Sebelum Kongres Nasional ke-20, badai lain yang berpotensi untuk berubah menjadi “insiden politik” adalah isu bank desa di Provinsi Henan. Setelah pihak berwenang bertindak keras terhadap 3.000 orang nasabah pemilik dana simpanan yang mempertahankan hak mereka pada 10 Juli, Pihak berwenang mengumumkan peluncuran prosedur pembayaran bertahap bagi penyimpan dana yang bersaldo di bawah RMB. 50.000,-. Baru-baru ini mereka juga berencana mengumumkan prosedur pembayarannya kepada para penyimpan dana yang bersaldo di atas RMB. 50.000,-.

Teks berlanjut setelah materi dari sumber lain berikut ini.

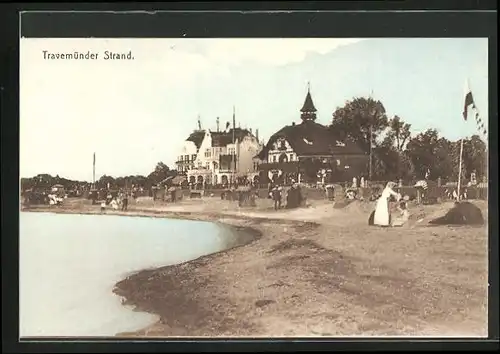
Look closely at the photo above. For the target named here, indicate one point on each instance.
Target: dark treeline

Namun, menurut laporan media daratan Tiongkok, hanya sekitar 300 orang nasabah penyimpan dana yang bersaldo di bawah RMB. 50.000,- yang berhasil menarik kembali dana mereka pada hari pertama pembayaran (15 Juli). Mereka rata-rata mengeluh : Dipersulit, ada salah penulisan, belum tersambung karena sistem lagi sibuk, tidak dapat mengunggah informasi kartu identitas, dan lain-lain alasan.

Para nasabah yang marah menuduh pihak berwenang mempermainkan mereka, tujuannya tak lain adalah menunda waktu. Beberapa nasabah sampai mengatakan tidak menutup kemungkinan akan kembali berunjuk rasa menuntut hak. (sin)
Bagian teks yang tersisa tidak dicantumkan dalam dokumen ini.